Know the ins and outs when making a career move.
Gone are the days of staying at the same job with the same company for decades. In fact, people aren’t even staying in the same line of work for a whole career anymore. According to research from the U.S. Department of Labor, the average American worker will change careers five to seven times throughout their life, and approximately 30% of the workforce now changes jobs every 12 months.
People are changing jobs for one reason or another – more money, less stress, more opportunity, more stability – and often their employer retirement account is not what’s top of mind. But when you’re switching jobs, you should always understand the status of your retirement account. Where is it held? How is it invested? What are the rules for transfers or withdrawals?
Here are some considerations to keep in mind as you embark on your new opportunity and leave the past in the rearview (except for your retirement account, of course).
Before you start actioning a plan for your former employer retirement account, determine if any action needs to be taken in the first place. If your career move is between companies that are somehow related – as in a parent-subsidiary relationship, for example – they may be part of what’s called a “controlled group,” and no action on your part will be necessary. It’s possible that the same plan is offered with all companies in a controlled group.

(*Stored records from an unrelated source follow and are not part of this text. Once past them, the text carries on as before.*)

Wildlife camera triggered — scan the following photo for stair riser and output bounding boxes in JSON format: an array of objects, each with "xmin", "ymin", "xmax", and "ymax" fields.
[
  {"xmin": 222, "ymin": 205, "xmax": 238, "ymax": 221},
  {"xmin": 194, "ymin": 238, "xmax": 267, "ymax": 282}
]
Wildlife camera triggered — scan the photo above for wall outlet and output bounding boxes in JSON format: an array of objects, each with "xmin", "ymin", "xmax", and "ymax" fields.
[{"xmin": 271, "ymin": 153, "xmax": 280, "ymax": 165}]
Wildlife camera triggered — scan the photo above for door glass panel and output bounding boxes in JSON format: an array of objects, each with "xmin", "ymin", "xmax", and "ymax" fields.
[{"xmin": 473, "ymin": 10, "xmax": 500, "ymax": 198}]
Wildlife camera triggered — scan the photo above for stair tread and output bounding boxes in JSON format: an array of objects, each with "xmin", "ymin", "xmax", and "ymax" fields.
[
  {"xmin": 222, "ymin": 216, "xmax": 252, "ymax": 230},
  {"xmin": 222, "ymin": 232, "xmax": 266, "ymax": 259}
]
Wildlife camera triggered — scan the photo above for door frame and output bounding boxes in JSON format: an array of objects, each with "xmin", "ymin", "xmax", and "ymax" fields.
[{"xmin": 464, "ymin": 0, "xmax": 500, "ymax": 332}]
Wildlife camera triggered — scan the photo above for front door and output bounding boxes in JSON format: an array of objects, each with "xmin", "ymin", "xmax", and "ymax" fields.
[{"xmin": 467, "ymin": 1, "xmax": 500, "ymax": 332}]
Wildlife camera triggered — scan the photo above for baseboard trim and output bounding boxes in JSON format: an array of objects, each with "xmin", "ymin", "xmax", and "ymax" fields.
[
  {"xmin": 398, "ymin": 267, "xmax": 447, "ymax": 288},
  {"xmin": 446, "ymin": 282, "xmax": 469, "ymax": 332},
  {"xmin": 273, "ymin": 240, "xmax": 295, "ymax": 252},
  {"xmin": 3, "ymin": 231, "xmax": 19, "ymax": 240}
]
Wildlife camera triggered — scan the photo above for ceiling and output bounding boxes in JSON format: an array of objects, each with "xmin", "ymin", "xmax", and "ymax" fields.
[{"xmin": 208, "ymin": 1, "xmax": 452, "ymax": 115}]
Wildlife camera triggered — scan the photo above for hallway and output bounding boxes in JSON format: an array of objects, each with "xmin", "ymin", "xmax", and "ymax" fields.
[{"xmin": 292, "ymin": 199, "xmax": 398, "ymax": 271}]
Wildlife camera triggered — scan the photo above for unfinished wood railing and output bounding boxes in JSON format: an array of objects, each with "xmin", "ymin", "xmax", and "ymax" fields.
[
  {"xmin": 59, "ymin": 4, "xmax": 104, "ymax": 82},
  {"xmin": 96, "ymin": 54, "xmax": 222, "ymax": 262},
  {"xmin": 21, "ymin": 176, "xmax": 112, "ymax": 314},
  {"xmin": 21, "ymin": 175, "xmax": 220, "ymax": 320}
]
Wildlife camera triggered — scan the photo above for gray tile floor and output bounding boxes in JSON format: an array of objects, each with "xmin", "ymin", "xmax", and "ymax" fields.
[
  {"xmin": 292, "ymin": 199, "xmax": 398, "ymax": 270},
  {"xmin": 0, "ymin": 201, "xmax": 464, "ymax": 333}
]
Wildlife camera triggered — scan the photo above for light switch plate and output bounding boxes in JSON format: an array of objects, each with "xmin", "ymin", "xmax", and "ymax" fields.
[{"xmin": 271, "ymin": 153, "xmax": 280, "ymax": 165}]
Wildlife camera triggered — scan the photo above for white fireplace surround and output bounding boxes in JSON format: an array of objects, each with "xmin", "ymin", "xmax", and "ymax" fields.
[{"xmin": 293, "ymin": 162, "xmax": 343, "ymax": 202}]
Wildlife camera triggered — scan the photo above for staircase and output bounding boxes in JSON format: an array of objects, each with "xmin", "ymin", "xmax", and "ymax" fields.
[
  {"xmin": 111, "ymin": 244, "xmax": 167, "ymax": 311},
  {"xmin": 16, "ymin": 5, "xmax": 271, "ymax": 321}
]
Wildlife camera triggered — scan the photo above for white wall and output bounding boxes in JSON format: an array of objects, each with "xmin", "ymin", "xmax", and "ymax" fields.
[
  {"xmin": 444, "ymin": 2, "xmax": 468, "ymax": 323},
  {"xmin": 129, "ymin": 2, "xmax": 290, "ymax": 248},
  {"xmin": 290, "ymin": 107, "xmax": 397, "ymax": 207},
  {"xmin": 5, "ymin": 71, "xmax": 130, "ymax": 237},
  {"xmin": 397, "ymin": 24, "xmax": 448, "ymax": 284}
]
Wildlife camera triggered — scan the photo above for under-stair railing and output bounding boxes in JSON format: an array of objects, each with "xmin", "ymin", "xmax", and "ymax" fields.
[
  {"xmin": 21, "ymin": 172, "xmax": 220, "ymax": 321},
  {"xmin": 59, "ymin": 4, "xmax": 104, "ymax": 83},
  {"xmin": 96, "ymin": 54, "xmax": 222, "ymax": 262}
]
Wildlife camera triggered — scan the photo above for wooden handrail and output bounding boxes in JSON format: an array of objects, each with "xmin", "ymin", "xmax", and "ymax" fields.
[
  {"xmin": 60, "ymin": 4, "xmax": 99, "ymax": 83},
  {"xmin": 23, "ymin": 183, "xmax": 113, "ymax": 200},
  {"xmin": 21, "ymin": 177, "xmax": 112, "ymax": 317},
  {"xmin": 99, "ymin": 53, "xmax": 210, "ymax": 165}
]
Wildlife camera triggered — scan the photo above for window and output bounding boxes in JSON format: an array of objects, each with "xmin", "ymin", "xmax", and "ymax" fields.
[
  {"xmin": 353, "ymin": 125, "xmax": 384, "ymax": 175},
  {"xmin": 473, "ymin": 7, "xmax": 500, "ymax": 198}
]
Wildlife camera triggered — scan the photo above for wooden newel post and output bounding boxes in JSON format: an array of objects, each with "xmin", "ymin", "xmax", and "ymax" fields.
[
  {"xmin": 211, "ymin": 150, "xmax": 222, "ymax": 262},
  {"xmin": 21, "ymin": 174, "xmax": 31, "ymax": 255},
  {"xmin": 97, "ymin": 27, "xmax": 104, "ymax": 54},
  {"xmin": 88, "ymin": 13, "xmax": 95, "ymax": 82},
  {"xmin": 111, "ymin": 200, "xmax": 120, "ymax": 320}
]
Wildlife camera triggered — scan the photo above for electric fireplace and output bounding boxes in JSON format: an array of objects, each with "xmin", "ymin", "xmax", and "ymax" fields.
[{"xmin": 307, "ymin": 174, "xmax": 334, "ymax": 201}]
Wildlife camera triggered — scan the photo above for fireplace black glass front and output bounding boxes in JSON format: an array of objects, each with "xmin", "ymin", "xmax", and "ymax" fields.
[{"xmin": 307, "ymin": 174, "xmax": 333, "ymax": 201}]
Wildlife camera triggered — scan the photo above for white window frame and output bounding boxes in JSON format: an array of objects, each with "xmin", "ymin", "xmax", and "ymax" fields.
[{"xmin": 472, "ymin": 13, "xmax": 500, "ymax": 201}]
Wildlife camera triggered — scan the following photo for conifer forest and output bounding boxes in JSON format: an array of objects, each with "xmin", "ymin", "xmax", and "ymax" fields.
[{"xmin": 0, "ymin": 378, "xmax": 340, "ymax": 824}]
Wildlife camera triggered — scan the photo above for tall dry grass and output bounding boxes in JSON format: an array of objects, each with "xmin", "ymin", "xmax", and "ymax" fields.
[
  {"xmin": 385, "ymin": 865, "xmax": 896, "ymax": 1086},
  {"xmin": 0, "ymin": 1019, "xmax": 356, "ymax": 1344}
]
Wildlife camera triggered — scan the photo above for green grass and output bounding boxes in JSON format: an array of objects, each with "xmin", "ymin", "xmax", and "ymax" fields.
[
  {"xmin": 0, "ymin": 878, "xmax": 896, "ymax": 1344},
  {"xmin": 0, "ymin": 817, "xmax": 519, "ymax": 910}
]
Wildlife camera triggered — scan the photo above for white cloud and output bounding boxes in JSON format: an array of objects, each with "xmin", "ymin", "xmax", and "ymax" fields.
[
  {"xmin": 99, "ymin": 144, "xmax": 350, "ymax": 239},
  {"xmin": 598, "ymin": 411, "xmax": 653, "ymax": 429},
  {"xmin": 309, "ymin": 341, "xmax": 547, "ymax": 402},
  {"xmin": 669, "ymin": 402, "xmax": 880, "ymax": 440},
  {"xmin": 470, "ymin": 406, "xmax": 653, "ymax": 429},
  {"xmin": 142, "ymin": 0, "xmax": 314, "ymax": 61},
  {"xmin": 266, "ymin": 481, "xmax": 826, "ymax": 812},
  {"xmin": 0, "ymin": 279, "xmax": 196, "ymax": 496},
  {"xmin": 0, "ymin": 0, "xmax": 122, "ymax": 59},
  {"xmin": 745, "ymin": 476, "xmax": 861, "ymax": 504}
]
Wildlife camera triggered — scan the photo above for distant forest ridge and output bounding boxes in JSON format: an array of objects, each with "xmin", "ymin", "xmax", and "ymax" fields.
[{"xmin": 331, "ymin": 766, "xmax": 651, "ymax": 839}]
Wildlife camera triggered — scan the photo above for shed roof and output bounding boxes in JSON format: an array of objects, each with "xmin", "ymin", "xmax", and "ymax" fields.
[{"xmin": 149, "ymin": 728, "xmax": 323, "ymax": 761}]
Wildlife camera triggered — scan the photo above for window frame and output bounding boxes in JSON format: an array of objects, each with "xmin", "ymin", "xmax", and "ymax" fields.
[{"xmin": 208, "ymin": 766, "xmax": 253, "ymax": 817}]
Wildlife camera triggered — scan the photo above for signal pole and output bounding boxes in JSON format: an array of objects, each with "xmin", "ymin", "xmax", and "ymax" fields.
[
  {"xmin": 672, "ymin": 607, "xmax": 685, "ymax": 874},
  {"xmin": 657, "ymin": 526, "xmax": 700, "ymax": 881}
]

If that’s not the case, there are a few options for you to think about.
Leave the funds where they are. The path of least resistance is to leave your account where it is. But the first step is to ensure that your former employer allows you to do so. If you can leave your account with your old employer and choose to do so, how can you make sure you’ll remember that money is there in 20, 30 or 40 years? An estimated 24.3 million 401(k) accounts with an average balance of over $55,000 were left behind by job changers in 2021.
The amount of money you have in the account may factor into whether you can keep it with your previous employer. Some employers require a transfer if there’s less than $5,000 in an account, or even automatically cut the employee a check for the balance if it’s under $1,000. (If your employer does this, you’ll need to sock that money into another retirement account ASAP, or face paying taxes and possibly penalties on it.) Something else to note is that employer plans often have higher fees and fewer investment choices while an IRA has more investment options, potentially lower fees, or might also include the help of a financial advisor.
Roll funds into a new plan. While keeping your balance with your previous employer plan can save you the trouble of a rollover, that might not always be the most beneficial move. Due diligence is important to avoid transferring funds from a former employer account to a more restrictive one. Some accounts have rules like not allowing you to access your funds until 65 years old, or not until you’ve been separated from the company for a certain number of years. You don’t want it to be more difficult to access your funds.
If you decide to transfer your 401(k) balance to your new employer’s plan, your top priority should be following the transfer rules to a T. A direct rollover orchestrated by your new employer’s plan administrator is the most straightforward method. If you don’t perform a direct rollover, you could face penalties and taxes on the transaction.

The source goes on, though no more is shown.